Purtroppo anni di disinteresse
e abbandono hanno lasciato il segno e molte fontanelle hanno smesso di erogare
acqua ma, in concomitanza con il referendum a tutela dell’acqua pubblica e con
il crescente interesse dei cittadini per questa vitale risorsa, molte fontanelle
di Genova sono tornate a nuova vita.
Il rinato interesse per
le fontanelle pubbliche è testimoniato da un sito (https://www.fontanelle.org/mappa-citta.aspx)
e una applicazione per smart-phone (Fontanelle) che, in molte città, permette di localizzare la fontanella più vicina.
Da questo sito,
scopriamo che tra le cinquanta città italiane con maggior numero di fontanelle
censite, Roma, con 2.611 “nasoni” stravince, ma Genova, con 225 “bronzini”

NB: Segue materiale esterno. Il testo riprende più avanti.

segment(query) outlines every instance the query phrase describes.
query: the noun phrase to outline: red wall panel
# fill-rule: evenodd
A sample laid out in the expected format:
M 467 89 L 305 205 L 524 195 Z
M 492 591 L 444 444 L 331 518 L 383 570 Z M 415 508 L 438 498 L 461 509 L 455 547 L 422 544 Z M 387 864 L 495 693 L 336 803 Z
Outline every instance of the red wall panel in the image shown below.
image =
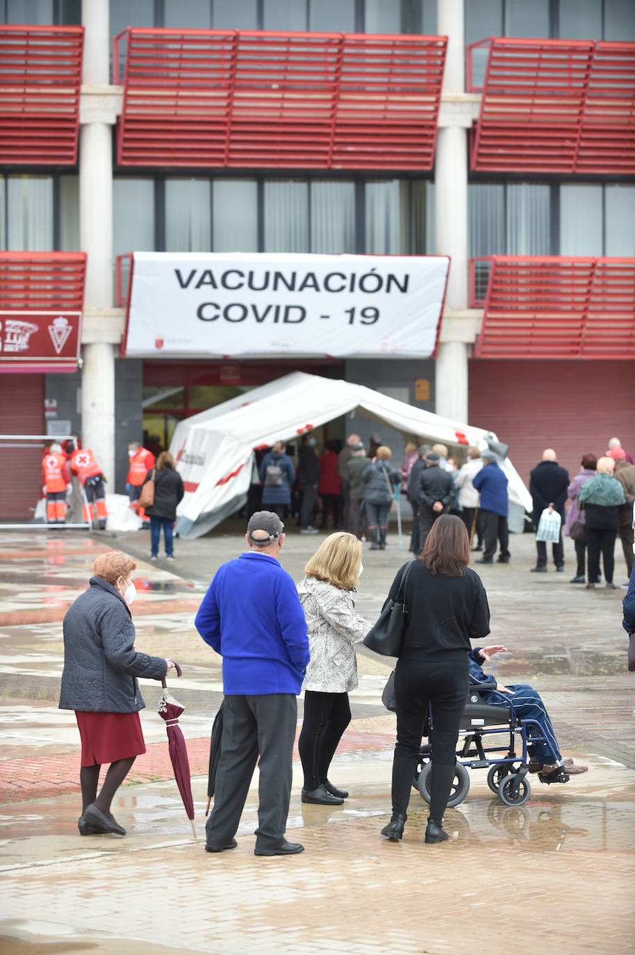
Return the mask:
M 497 433 L 522 479 L 554 448 L 571 476 L 617 435 L 635 456 L 635 368 L 611 361 L 470 361 L 469 423 Z
M 44 375 L 0 375 L 0 435 L 44 434 Z M 42 448 L 4 448 L 0 520 L 30 520 L 42 487 Z

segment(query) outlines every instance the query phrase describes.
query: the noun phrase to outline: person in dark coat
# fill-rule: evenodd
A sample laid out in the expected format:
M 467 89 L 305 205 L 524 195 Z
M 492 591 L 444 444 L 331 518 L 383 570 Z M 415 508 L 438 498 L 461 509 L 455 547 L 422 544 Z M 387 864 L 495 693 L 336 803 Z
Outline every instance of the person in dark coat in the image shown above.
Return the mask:
M 279 470 L 269 470 L 279 469 Z M 295 480 L 295 468 L 286 453 L 284 441 L 276 441 L 260 466 L 260 479 L 263 482 L 263 507 L 277 514 L 281 520 L 286 517 L 286 508 L 291 503 L 291 488 Z
M 481 456 L 483 466 L 472 478 L 472 486 L 480 494 L 480 513 L 483 516 L 483 542 L 485 550 L 476 563 L 493 563 L 497 539 L 500 546 L 498 563 L 509 563 L 509 531 L 507 515 L 507 478 L 498 467 L 497 456 L 486 451 Z
M 553 507 L 554 511 L 560 514 L 562 521 L 560 538 L 558 541 L 554 541 L 552 545 L 556 570 L 560 571 L 564 570 L 562 525 L 564 524 L 564 501 L 567 499 L 568 488 L 569 472 L 560 466 L 556 460 L 556 452 L 553 448 L 545 448 L 542 452 L 542 460 L 531 472 L 531 479 L 529 481 L 529 493 L 534 500 L 532 520 L 538 530 L 540 515 L 545 507 Z M 537 541 L 536 550 L 538 551 L 538 560 L 536 566 L 531 569 L 534 573 L 546 573 L 546 541 Z
M 401 475 L 391 464 L 392 456 L 391 449 L 380 444 L 376 456 L 362 473 L 365 485 L 364 504 L 369 520 L 369 534 L 372 541 L 370 550 L 384 550 L 386 547 L 392 494 L 397 484 L 401 483 Z
M 177 504 L 183 497 L 183 481 L 175 469 L 174 457 L 169 451 L 162 451 L 157 458 L 157 467 L 149 471 L 143 483 L 155 479 L 155 499 L 145 513 L 150 518 L 150 548 L 152 560 L 159 556 L 161 527 L 165 539 L 168 561 L 174 561 L 172 528 L 177 520 Z
M 137 564 L 117 550 L 95 562 L 90 587 L 64 617 L 60 710 L 74 710 L 81 736 L 82 836 L 126 831 L 110 811 L 113 796 L 137 756 L 145 753 L 138 711 L 145 703 L 138 676 L 162 680 L 171 660 L 138 653 L 130 605 Z M 97 796 L 102 763 L 110 763 Z
M 312 435 L 303 435 L 302 447 L 298 454 L 298 480 L 302 484 L 301 534 L 317 534 L 317 527 L 313 526 L 313 515 L 321 475 L 322 468 L 315 454 L 315 438 Z
M 436 451 L 429 451 L 426 455 L 427 467 L 419 476 L 416 500 L 421 547 L 426 542 L 430 528 L 442 514 L 450 513 L 450 507 L 455 499 L 455 482 L 452 475 L 439 467 L 440 460 Z
M 418 554 L 421 549 L 419 540 L 419 502 L 417 500 L 419 478 L 421 477 L 421 472 L 427 467 L 426 455 L 432 450 L 432 445 L 430 444 L 421 445 L 417 452 L 419 456 L 413 464 L 408 476 L 408 499 L 413 508 L 413 531 L 410 539 L 410 549 L 413 554 Z

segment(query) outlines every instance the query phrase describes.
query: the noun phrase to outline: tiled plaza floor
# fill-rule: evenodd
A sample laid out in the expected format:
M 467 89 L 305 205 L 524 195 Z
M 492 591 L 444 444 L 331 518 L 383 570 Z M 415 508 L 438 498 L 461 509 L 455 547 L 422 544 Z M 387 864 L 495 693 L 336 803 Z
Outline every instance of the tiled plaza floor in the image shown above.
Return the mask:
M 319 540 L 287 538 L 283 563 L 295 580 Z M 334 810 L 304 806 L 296 753 L 287 832 L 305 853 L 254 857 L 256 774 L 238 848 L 210 856 L 202 849 L 208 734 L 222 681 L 193 618 L 216 567 L 240 553 L 240 533 L 178 541 L 171 565 L 143 560 L 143 532 L 48 539 L 0 529 L 0 541 L 3 955 L 635 950 L 634 701 L 623 591 L 589 593 L 570 585 L 569 574 L 537 581 L 526 535 L 512 538 L 509 566 L 481 571 L 491 640 L 514 651 L 500 658 L 498 678 L 537 686 L 562 749 L 586 761 L 588 774 L 560 787 L 532 777 L 528 802 L 508 808 L 484 771 L 472 771 L 466 799 L 446 817 L 449 843 L 424 844 L 427 811 L 415 791 L 403 841 L 381 839 L 394 739 L 394 716 L 380 703 L 390 662 L 360 652 L 353 721 L 333 763 L 349 799 Z M 186 705 L 197 840 L 172 777 L 157 686 L 147 681 L 147 753 L 114 805 L 128 835 L 77 833 L 77 732 L 73 713 L 56 709 L 61 620 L 92 561 L 113 546 L 138 559 L 138 646 L 183 666 L 171 689 Z M 407 557 L 395 537 L 386 552 L 365 554 L 361 612 L 376 614 Z

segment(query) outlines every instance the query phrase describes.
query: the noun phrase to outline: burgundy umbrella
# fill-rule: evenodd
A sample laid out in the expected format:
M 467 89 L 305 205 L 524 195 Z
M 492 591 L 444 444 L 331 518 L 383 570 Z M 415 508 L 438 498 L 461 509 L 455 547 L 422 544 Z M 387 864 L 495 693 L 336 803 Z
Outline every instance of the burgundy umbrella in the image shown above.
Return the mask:
M 174 666 L 177 670 L 177 676 L 180 676 L 182 672 L 180 667 L 178 663 L 175 663 Z M 165 679 L 163 679 L 161 685 L 163 687 L 163 693 L 159 701 L 159 715 L 165 720 L 168 750 L 170 753 L 170 759 L 172 760 L 174 775 L 177 780 L 179 792 L 180 793 L 180 797 L 183 800 L 183 806 L 185 807 L 187 817 L 192 823 L 194 838 L 196 838 L 196 829 L 194 828 L 194 799 L 192 798 L 192 784 L 190 781 L 190 762 L 187 758 L 187 747 L 185 746 L 185 740 L 180 727 L 179 726 L 179 717 L 184 711 L 184 707 L 181 707 L 180 703 L 175 700 L 174 696 L 170 694 L 170 691 L 165 684 Z

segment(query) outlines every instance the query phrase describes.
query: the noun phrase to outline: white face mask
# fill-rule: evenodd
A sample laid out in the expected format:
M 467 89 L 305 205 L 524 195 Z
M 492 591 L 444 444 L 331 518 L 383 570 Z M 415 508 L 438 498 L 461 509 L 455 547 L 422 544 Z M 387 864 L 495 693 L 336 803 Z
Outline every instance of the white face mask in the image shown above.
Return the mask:
M 123 583 L 125 584 L 126 582 L 124 581 Z M 135 584 L 132 583 L 126 584 L 126 589 L 123 591 L 122 596 L 128 606 L 130 606 L 130 605 L 135 600 L 135 597 L 137 597 L 137 587 L 135 586 Z

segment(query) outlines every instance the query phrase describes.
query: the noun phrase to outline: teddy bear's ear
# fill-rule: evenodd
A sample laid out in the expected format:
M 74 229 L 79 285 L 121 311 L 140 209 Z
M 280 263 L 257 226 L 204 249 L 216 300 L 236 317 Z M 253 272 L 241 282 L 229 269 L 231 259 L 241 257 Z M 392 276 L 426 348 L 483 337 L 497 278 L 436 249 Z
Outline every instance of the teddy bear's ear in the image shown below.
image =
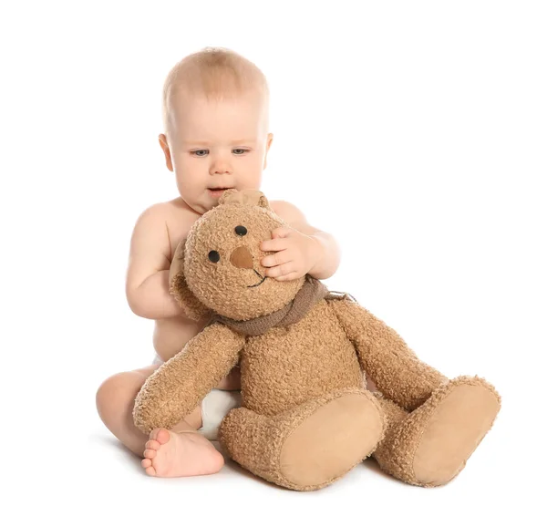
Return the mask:
M 196 295 L 190 290 L 184 278 L 184 249 L 186 238 L 182 240 L 175 250 L 175 254 L 169 270 L 169 292 L 175 297 L 179 305 L 184 309 L 189 318 L 201 320 L 212 312 L 200 302 Z
M 258 205 L 264 209 L 270 209 L 270 203 L 263 192 L 254 189 L 245 189 L 239 191 L 235 189 L 224 191 L 224 193 L 219 198 L 219 205 L 225 205 L 226 203 Z

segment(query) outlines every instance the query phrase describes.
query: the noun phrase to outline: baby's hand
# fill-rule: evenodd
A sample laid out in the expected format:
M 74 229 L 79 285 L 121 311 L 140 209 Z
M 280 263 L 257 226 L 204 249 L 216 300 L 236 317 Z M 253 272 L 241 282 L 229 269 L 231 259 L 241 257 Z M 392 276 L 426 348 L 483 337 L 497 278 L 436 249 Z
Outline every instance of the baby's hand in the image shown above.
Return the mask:
M 292 227 L 278 227 L 272 231 L 272 240 L 261 242 L 264 252 L 277 251 L 262 259 L 266 276 L 279 281 L 296 280 L 311 271 L 322 254 L 321 243 Z

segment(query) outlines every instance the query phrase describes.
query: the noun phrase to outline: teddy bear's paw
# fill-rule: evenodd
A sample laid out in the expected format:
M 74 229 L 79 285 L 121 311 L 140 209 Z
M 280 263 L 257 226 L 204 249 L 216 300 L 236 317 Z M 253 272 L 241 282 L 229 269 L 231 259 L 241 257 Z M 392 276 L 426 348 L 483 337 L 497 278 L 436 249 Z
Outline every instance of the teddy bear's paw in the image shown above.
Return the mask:
M 340 395 L 293 429 L 280 452 L 280 472 L 295 488 L 320 489 L 369 456 L 383 433 L 383 414 L 370 394 Z
M 448 483 L 465 467 L 490 429 L 501 398 L 484 379 L 460 377 L 434 392 L 428 403 L 412 468 L 415 484 L 435 487 Z

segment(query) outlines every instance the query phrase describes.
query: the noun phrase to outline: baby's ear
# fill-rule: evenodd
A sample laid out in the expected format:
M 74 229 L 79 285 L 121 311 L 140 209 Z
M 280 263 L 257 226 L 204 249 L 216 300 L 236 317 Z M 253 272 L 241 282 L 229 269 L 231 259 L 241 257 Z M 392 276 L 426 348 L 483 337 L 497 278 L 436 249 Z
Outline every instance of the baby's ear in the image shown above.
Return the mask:
M 175 297 L 179 305 L 184 309 L 188 318 L 201 320 L 206 315 L 212 315 L 211 309 L 201 304 L 190 290 L 184 278 L 184 249 L 186 238 L 177 249 L 169 270 L 169 292 Z

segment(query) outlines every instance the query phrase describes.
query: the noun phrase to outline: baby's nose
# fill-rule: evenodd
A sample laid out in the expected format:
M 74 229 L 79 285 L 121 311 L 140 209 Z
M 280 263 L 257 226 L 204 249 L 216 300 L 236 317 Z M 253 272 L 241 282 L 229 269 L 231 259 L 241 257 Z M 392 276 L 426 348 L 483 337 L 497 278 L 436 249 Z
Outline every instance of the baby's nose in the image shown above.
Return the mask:
M 232 253 L 230 262 L 238 269 L 253 269 L 253 255 L 244 245 L 238 247 Z

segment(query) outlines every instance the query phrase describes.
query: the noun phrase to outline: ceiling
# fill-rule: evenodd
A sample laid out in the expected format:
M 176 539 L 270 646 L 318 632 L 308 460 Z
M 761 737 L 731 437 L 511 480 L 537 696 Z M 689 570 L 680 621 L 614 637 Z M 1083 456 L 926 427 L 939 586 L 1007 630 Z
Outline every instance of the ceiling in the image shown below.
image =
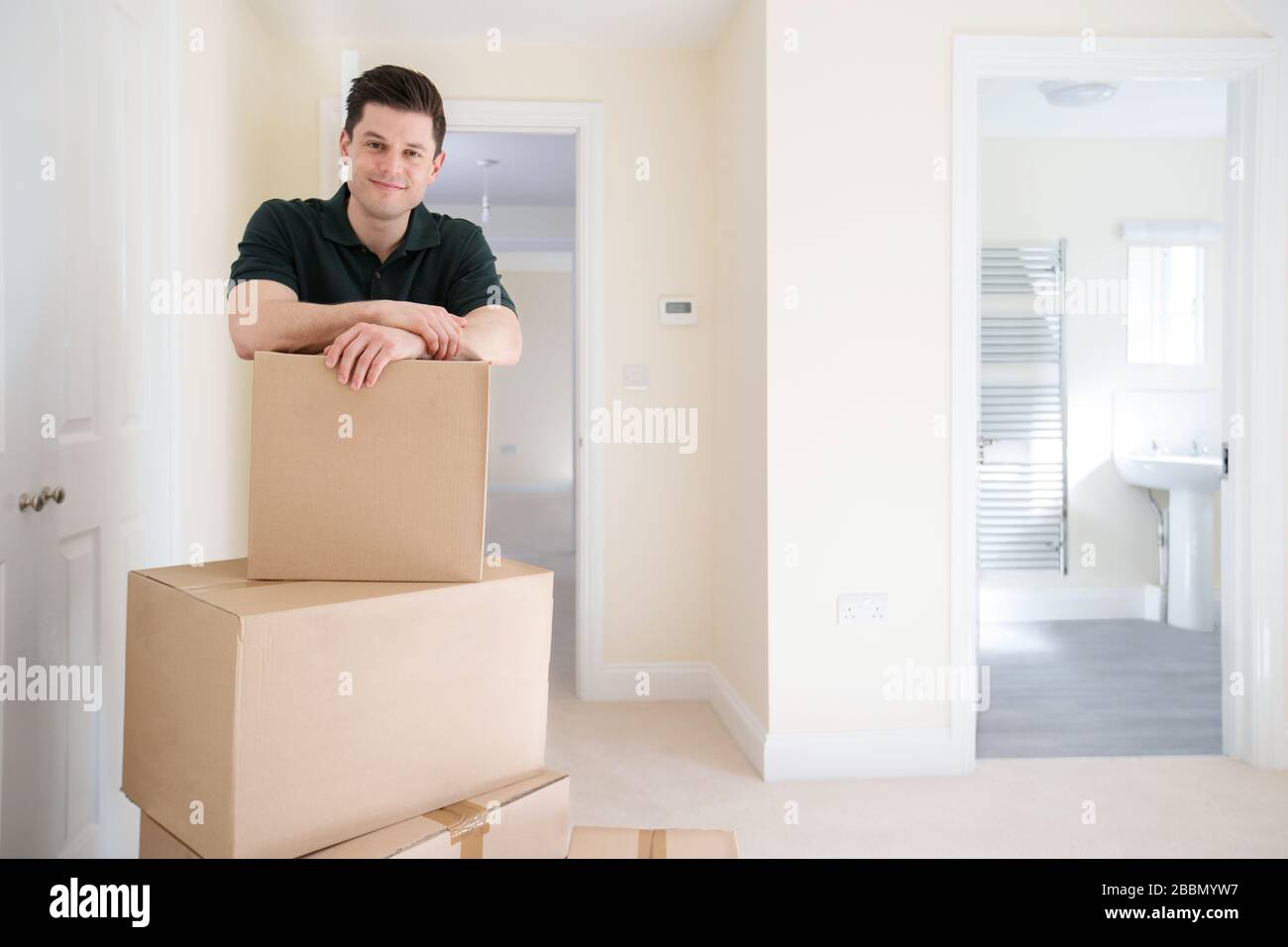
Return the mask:
M 500 161 L 488 169 L 488 200 L 495 206 L 576 204 L 576 135 L 452 131 L 451 120 L 448 115 L 443 170 L 425 192 L 431 206 L 479 204 L 483 198 L 479 158 Z
M 519 45 L 708 49 L 739 0 L 261 0 L 270 26 L 300 40 L 482 44 L 492 27 Z
M 1179 79 L 1122 82 L 1106 102 L 1050 104 L 1032 79 L 985 79 L 980 134 L 997 138 L 1222 138 L 1226 84 Z

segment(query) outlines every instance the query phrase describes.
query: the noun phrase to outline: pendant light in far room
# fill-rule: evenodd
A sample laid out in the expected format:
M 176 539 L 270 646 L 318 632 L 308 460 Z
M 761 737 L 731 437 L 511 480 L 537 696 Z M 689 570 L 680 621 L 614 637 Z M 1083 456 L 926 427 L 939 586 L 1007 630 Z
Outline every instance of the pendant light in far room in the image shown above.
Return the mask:
M 479 220 L 480 220 L 480 223 L 486 224 L 486 223 L 491 223 L 492 222 L 492 205 L 488 204 L 488 200 L 487 200 L 487 170 L 492 165 L 498 165 L 501 162 L 497 161 L 496 158 L 479 158 L 477 164 L 478 164 L 479 167 L 483 169 L 483 214 L 479 218 Z
M 1099 106 L 1108 102 L 1118 91 L 1117 82 L 1039 82 L 1038 91 L 1052 106 L 1060 108 L 1078 108 L 1082 106 Z

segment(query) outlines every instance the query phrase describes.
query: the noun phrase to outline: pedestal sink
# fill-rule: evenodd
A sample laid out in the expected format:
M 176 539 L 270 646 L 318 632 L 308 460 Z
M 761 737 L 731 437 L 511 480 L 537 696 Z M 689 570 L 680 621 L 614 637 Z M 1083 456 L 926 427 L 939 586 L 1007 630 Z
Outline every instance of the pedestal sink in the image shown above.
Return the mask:
M 1133 487 L 1168 492 L 1167 624 L 1211 631 L 1212 492 L 1221 486 L 1221 461 L 1204 454 L 1115 454 L 1114 466 Z

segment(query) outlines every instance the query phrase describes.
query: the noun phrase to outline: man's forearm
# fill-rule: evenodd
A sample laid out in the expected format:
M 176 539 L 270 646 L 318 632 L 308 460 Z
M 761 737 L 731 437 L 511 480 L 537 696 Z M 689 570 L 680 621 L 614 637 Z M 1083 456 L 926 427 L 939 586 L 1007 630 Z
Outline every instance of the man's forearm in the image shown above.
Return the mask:
M 523 352 L 519 317 L 504 305 L 482 305 L 465 317 L 459 358 L 515 365 Z
M 233 344 L 242 358 L 256 352 L 317 354 L 357 322 L 377 322 L 380 300 L 319 305 L 287 299 L 263 300 L 252 311 L 232 314 Z

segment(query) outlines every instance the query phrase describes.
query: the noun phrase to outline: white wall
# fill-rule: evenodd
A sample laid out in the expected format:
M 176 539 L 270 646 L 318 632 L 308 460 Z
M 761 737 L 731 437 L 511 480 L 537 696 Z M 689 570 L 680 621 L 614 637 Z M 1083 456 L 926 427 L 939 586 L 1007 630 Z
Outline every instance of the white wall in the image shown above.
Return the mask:
M 1197 0 L 769 0 L 768 15 L 770 731 L 945 728 L 945 705 L 881 685 L 887 665 L 949 664 L 951 192 L 934 171 L 952 37 L 1258 31 Z M 774 555 L 788 542 L 793 569 Z M 887 625 L 837 627 L 842 591 L 887 593 Z
M 705 435 L 715 412 L 715 320 L 692 329 L 659 326 L 657 299 L 694 294 L 701 304 L 715 298 L 710 50 L 526 46 L 513 32 L 501 53 L 488 53 L 483 43 L 424 37 L 283 44 L 274 50 L 279 134 L 291 142 L 282 160 L 294 177 L 278 180 L 299 186 L 278 184 L 261 197 L 316 188 L 318 97 L 334 94 L 339 50 L 354 45 L 363 67 L 420 70 L 448 99 L 603 103 L 604 388 L 590 393 L 590 403 L 611 408 L 618 398 L 627 406 L 693 407 L 699 419 L 698 448 L 689 455 L 674 445 L 598 447 L 605 497 L 603 653 L 608 662 L 708 661 L 715 451 Z M 641 156 L 649 158 L 648 180 L 636 180 Z M 623 389 L 627 363 L 649 366 L 649 390 Z
M 246 220 L 277 170 L 269 52 L 277 40 L 246 0 L 183 0 L 179 54 L 179 269 L 227 280 Z M 189 46 L 202 31 L 204 49 Z M 220 312 L 176 322 L 180 399 L 174 450 L 174 562 L 193 544 L 206 559 L 246 554 L 250 363 L 233 352 Z
M 1066 238 L 1074 289 L 1127 278 L 1123 220 L 1220 222 L 1224 191 L 1222 139 L 981 139 L 984 242 Z M 1113 393 L 1220 390 L 1221 246 L 1207 245 L 1204 260 L 1202 366 L 1130 365 L 1122 312 L 1065 318 L 1069 575 L 985 571 L 981 588 L 1139 589 L 1158 582 L 1157 517 L 1145 491 L 1123 483 L 1113 465 Z M 1072 296 L 1075 305 L 1078 299 Z M 1163 500 L 1166 492 L 1155 496 Z M 1084 544 L 1094 545 L 1090 567 L 1083 564 L 1090 562 Z
M 765 442 L 765 5 L 743 4 L 716 50 L 714 664 L 769 727 Z M 778 559 L 777 562 L 782 562 Z

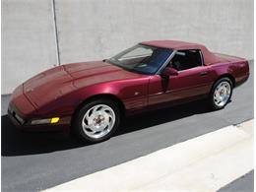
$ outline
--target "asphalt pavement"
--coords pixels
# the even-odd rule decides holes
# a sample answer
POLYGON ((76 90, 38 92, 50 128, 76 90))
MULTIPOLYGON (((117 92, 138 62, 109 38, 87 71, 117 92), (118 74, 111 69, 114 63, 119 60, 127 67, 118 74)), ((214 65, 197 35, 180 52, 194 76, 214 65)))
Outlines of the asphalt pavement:
POLYGON ((62 133, 18 131, 6 116, 10 96, 2 96, 2 191, 46 189, 252 119, 253 62, 250 72, 249 80, 234 90, 223 110, 210 111, 206 101, 199 100, 130 117, 114 137, 95 145, 62 133))

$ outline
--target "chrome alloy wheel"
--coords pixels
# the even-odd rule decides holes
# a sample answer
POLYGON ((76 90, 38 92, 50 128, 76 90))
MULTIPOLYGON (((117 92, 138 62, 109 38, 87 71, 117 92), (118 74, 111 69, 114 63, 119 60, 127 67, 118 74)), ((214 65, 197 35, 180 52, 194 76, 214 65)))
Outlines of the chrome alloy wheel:
POLYGON ((115 123, 113 109, 105 104, 91 107, 82 120, 83 131, 93 139, 98 139, 109 133, 115 123))
POLYGON ((229 99, 231 87, 228 82, 222 82, 215 90, 214 102, 217 106, 224 106, 229 99))

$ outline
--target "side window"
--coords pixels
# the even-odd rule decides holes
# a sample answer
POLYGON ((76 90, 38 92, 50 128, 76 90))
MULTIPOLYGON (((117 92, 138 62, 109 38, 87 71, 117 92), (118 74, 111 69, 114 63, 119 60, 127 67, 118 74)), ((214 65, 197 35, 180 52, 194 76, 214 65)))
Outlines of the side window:
POLYGON ((179 50, 168 64, 169 67, 173 67, 177 71, 183 71, 202 65, 201 51, 198 49, 179 50))

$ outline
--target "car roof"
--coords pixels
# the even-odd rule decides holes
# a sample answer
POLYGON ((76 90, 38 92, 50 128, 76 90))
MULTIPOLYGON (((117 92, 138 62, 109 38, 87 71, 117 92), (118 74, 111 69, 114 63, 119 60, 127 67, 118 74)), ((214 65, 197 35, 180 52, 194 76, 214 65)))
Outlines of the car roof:
POLYGON ((198 43, 185 42, 179 40, 151 40, 141 42, 141 44, 163 48, 171 48, 175 50, 200 49, 203 53, 205 65, 211 65, 220 62, 220 58, 217 55, 209 51, 204 45, 198 43))
POLYGON ((172 49, 204 47, 202 44, 185 42, 185 41, 180 41, 180 40, 151 40, 151 41, 141 42, 141 44, 164 47, 164 48, 172 48, 172 49))

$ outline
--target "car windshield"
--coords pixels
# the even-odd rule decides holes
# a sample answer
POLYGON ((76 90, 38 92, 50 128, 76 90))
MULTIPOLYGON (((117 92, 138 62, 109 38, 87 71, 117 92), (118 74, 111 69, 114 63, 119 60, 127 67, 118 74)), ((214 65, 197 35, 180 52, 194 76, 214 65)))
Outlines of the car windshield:
POLYGON ((106 61, 128 71, 156 74, 172 51, 168 48, 137 44, 106 61))

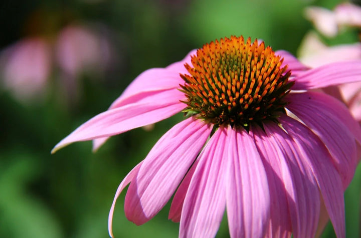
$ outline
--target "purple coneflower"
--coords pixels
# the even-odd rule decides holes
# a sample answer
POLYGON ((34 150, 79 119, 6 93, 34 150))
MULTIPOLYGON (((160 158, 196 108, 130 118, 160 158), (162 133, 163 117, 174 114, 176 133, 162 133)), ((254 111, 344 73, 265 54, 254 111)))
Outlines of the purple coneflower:
POLYGON ((169 218, 180 221, 180 237, 215 236, 225 209, 231 237, 312 237, 325 207, 342 237, 361 129, 341 102, 312 90, 360 80, 359 61, 308 70, 263 42, 225 38, 144 72, 53 152, 91 139, 96 149, 108 136, 184 112, 188 119, 119 185, 111 236, 115 201, 130 183, 125 215, 137 225, 176 190, 169 218))

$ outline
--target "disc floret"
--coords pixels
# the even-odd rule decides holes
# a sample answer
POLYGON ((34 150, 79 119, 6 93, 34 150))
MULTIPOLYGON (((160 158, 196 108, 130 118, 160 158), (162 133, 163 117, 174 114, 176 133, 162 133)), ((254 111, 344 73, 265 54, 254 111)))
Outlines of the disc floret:
POLYGON ((250 123, 277 120, 293 85, 283 59, 269 46, 249 38, 225 38, 203 46, 192 57, 189 74, 180 75, 186 112, 218 125, 248 128, 250 123))

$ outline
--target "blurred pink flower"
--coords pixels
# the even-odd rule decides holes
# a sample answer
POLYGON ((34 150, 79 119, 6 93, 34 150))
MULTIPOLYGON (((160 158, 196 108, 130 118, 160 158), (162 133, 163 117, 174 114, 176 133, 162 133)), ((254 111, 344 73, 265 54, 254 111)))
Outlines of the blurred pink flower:
POLYGON ((62 70, 60 88, 69 96, 76 96, 79 74, 103 72, 111 63, 107 37, 90 27, 71 26, 59 33, 55 42, 40 37, 19 41, 0 55, 2 84, 23 101, 40 96, 56 63, 62 70))
POLYGON ((361 27, 361 7, 350 3, 340 4, 333 11, 310 7, 305 15, 319 32, 329 37, 336 36, 344 26, 361 27))
POLYGON ((84 71, 103 70, 110 60, 108 40, 84 27, 69 26, 59 34, 56 58, 59 66, 72 76, 84 71))
MULTIPOLYGON (((306 35, 299 50, 300 60, 310 68, 333 62, 361 62, 361 43, 328 47, 313 33, 306 35)), ((361 83, 343 84, 326 89, 326 92, 347 105, 351 113, 361 122, 361 83)))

funzionanti, è al quinto posto e Imperia, 91 fontanelle, al ventitreesimo
posto.
Per la cronaca, la
Spezia e Savona totalizzano, rispettivamente, 22 e 12 fontane pubbliche e 29
sono quelle rintracciabili nei paesi del Golfo Paradiso (Bogliasco, Pieve, Sori
e Recco).
Ma, certamente, ancora
molte fontanelle mancano all’appello: tutto il ponente genovese deve essere
ancora censito, un’opportunità che offre l’applicazione “Fontanelle” che,
smart-phone alla mano, permette anche di geo-referenziare nuove fontanelle da
aggiungere all’elenco.
La caccia al “tesoro blu”
che i nostri sindaci, con generosità ci regalano, è aperta.